The Ulster Unionist Party leader was elected in his Upper Bann constituency, despite fears he could lose his seat.
Mr Beattie, speaking after he arrived at the Magherafelt count centre alongside Foyle candidate Ryan McCready, admitted that it had been a battle: “I think you never take the electorate for granted.
“I am from Upper Bann, I have had to make unpopular decisions in the direction of the party as party leader and that may well have had an effect on me, but these are the sort of things you go through all the time when you’re thinking about an election.
“Angry negative unionism is turning people off,” he said.
“People are going to the likes of the Alliance Party in droves because they’re being turned off by that angry, negative unionism.
“It might take a while to change that psyche. It may well be a supertanker that has a large turning circle, but we need to do it.”
Mr Beattie said that the party had performed well in Foyle, Belfast and in North Antrim.
Mr McCready on Saturday was in a tough battle for the final seat in the Foyle constituency.
The Ulster Unionist leader was also asked about the future of his leadership.

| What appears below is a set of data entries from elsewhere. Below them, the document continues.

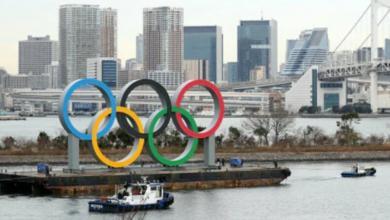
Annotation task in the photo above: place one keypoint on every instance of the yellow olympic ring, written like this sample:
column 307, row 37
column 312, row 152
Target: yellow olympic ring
column 138, row 144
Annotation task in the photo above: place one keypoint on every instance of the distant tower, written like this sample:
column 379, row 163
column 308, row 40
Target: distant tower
column 104, row 69
column 108, row 34
column 79, row 38
column 312, row 48
column 163, row 39
column 35, row 53
column 140, row 48
column 205, row 43
column 257, row 46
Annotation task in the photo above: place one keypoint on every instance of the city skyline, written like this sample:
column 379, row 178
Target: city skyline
column 130, row 22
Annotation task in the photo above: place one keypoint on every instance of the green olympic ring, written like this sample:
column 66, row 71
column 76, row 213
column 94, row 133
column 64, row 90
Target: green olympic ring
column 190, row 148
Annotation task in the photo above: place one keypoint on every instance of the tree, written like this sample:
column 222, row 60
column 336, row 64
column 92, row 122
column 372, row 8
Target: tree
column 346, row 135
column 9, row 142
column 234, row 133
column 60, row 141
column 280, row 123
column 261, row 128
column 43, row 139
column 277, row 123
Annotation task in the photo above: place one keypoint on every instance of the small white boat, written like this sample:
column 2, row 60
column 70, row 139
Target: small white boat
column 133, row 197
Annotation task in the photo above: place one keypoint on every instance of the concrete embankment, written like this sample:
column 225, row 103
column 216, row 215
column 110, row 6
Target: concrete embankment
column 12, row 160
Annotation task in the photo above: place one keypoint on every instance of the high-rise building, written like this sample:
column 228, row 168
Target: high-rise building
column 290, row 47
column 108, row 32
column 79, row 38
column 131, row 64
column 163, row 39
column 52, row 71
column 387, row 49
column 195, row 69
column 257, row 45
column 35, row 53
column 104, row 69
column 139, row 48
column 232, row 73
column 166, row 78
column 205, row 43
column 310, row 49
column 38, row 81
column 19, row 81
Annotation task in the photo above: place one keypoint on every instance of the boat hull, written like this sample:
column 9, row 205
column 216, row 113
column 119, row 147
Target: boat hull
column 108, row 206
column 367, row 172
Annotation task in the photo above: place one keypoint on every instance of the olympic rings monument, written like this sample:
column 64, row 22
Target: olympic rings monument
column 131, row 123
column 74, row 181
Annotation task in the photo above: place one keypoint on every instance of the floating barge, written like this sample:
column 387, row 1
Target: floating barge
column 103, row 182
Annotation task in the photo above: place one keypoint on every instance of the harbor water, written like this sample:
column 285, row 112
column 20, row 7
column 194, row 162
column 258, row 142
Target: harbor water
column 314, row 191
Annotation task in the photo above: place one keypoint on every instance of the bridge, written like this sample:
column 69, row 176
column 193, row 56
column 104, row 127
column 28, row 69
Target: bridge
column 331, row 72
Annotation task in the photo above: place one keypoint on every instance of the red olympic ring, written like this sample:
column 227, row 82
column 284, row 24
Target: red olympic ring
column 218, row 103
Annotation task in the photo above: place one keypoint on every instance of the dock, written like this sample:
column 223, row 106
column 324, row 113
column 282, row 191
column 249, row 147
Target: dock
column 105, row 181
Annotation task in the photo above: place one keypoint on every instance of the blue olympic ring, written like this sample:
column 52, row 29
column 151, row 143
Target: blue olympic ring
column 66, row 96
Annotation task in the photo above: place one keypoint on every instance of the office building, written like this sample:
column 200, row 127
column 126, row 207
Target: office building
column 387, row 49
column 79, row 39
column 257, row 45
column 108, row 32
column 35, row 53
column 166, row 78
column 163, row 39
column 19, row 81
column 52, row 71
column 205, row 43
column 257, row 74
column 132, row 64
column 139, row 48
column 310, row 49
column 195, row 69
column 231, row 72
column 363, row 55
column 290, row 47
column 38, row 82
column 104, row 69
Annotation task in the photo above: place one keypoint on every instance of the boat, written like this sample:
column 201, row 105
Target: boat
column 359, row 172
column 133, row 197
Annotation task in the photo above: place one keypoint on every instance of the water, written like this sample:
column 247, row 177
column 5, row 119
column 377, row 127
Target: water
column 30, row 128
column 314, row 191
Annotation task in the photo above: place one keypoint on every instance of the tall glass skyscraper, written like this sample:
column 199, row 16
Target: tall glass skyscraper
column 139, row 49
column 311, row 48
column 163, row 39
column 35, row 53
column 104, row 69
column 205, row 43
column 257, row 46
column 108, row 31
column 79, row 38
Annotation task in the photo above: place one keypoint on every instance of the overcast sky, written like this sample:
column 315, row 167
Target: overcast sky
column 20, row 18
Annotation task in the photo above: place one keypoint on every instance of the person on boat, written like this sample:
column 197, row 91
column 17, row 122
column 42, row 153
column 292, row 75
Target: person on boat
column 355, row 168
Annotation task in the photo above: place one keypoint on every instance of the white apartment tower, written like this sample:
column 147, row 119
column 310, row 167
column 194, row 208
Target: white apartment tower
column 79, row 38
column 108, row 32
column 35, row 53
column 163, row 39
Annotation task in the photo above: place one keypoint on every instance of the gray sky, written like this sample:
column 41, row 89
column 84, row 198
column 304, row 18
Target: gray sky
column 20, row 18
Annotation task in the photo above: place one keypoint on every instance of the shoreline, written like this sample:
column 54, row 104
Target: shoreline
column 20, row 160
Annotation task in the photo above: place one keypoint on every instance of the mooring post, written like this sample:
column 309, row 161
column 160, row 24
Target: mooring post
column 209, row 151
column 73, row 153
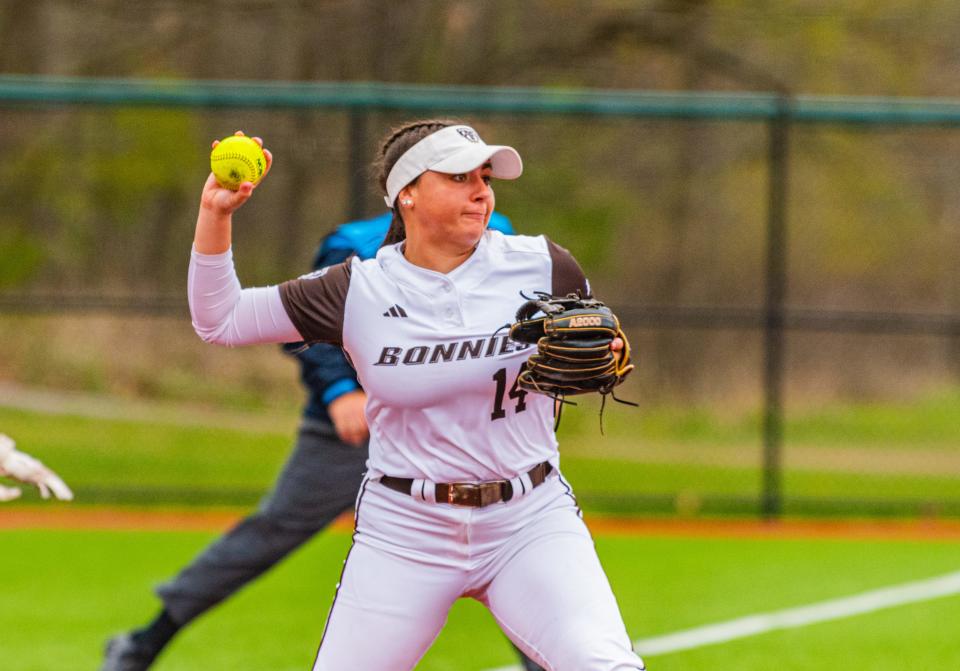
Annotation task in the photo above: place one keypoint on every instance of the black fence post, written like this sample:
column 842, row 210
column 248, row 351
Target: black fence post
column 776, row 280
column 357, row 164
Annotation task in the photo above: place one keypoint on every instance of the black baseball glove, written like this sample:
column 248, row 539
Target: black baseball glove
column 573, row 337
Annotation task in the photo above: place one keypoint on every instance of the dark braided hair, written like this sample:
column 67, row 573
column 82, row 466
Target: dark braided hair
column 394, row 145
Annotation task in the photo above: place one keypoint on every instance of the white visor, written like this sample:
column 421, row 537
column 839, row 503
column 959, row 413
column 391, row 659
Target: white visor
column 453, row 150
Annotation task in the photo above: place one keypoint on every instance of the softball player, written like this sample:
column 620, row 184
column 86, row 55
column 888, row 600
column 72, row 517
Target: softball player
column 463, row 495
column 319, row 480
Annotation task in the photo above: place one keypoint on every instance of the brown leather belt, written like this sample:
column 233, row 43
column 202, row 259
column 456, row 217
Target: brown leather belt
column 471, row 494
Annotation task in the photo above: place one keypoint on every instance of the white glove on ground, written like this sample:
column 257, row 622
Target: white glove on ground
column 26, row 469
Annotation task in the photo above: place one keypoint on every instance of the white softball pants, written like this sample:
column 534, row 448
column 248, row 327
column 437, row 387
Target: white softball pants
column 530, row 560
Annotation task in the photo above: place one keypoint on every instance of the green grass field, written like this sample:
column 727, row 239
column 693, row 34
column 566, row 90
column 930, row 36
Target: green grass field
column 861, row 460
column 65, row 591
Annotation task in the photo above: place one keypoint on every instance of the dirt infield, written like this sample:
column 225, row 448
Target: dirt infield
column 62, row 517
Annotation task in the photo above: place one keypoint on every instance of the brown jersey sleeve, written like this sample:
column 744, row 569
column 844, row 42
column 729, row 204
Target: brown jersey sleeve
column 315, row 303
column 568, row 277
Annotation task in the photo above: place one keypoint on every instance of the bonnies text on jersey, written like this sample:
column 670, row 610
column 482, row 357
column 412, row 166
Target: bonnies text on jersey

“People can question my leadership all they want.
“I’ve set the direction of travel. And what we have done previously, within the Ulster Unionist Party, is something bad has happened and we’ve all said ‘Oh, we’ll have to rethink what we’re doing’ and we’ve gone off in a completely different direction.
“I don’t believe that’s the case this time.”
He said that his priority was getting the Executive restored.
“We need to be working for the people.
“So the Government needs to be up and running. That means getting the Executive up and running.
“That means people getting in and getting it working again, we need to be able to spend over £300 million that’s sitting there because people need it.”
Earlier, the Ulster Unionist Party’s Rosemary Barton, who is set to lose her seat in Fermanagh and South Tyrone to party colleague Tom Elliott, has said the UUP must not forget conservative voters.
Ms Barton said that what happens next is up to the party leader.
Her defeat leaves the party with no female MLAs.
“I’m not sure what has gone wrong, but I think we do need to, perhaps, look at the strategies we have for the future,” Ms Barton told the PA news agency.
“We have to be progressive but we also cannot forget about those that are slightly more conservative. They have got to be brought along also.
“That’s something that the party must be very mindful of.”
The Ulster Unionists also suffered a blow in East Antrim, where Roy Beggs Jr, a former Stormont deputy speaker and party stalwart, was eliminated early in the voting process for the constituency, which covers the coastal towns of Carrickfergus and Larne.
Mr Beggs had been his party’s longest serving MLA, having held the seat since 1998.